Eighty-one Tongues
My dog told me he had learned eighty-one languages on the internet.
They were Abkhaz, Acehnese, Acholi, Afar, Afrikaans, Albanian, Alur, Amharic, Arabic, Armenian, Assamese, Avar, Awadhi, Aymara, Azerbaijani, Balinese, Baluchi, Bambara, Baoulé, Bashkir, Basque, Batak Belarusian, Bemba, Bengali, Betawi, Bhojpuri, Bikol, Bosnian, Breton, Bulgarian, Buryat, Cantonese, Catalan, Cebuano, Chamorro, Chechen, Chichewa, Chinese, Chuukese, Chuvash, Corsican, Crimean Tatar, Croatian, Czech, Danish, Dari, Dhivehi, Dinka, Dogri, Dombe, Dutch, Dyula, Dzongkha, English, Esperanto, Estonian, Ewe, Faroese, Fijian, Filipino, Finnish, Fon, French, Frisian, Friulian, Fulani, Ga, Galician, Georgian, German, Greek, Guarani, Gujarati, Haitian Creole, Hakha Chin, Hausa, Hawaiian and Hebrew.
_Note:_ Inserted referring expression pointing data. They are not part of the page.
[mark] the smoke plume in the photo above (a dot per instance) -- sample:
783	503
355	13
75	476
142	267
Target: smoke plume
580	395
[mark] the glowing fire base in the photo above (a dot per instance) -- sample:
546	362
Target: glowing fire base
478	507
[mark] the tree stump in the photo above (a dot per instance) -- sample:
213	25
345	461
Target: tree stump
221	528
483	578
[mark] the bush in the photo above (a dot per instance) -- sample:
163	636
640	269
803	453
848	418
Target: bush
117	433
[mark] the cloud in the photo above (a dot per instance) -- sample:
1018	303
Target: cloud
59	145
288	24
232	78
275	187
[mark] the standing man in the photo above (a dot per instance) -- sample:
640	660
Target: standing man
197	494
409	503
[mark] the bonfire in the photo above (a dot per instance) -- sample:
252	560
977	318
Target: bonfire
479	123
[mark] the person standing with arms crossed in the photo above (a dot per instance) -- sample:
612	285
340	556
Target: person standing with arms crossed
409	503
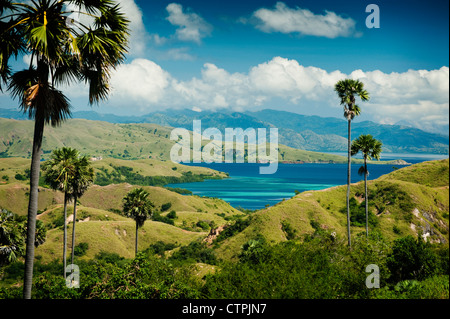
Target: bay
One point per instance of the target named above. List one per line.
(248, 189)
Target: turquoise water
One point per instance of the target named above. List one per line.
(248, 189)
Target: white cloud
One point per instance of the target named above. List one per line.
(420, 97)
(286, 20)
(138, 84)
(138, 36)
(191, 27)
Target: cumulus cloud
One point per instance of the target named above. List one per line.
(417, 97)
(138, 35)
(287, 20)
(191, 27)
(138, 84)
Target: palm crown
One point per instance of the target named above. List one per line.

He admitted he still had much to learn. Still, it’s impressive, I said. What motived you? The desire, he said, to speak to all living things, whether creature or plant, chancellor or fern. Snails, rocks, tractors, clouds. Of course, what he really said was, Bark bark bark bark! because though I did high school French and a bit of Spanish in college, I never learned language beyond that of my own people, an insular and trepidatious tribe who cleaved to their tongue as if it were both a small fire and the inside of a tank.
Fun and pointed!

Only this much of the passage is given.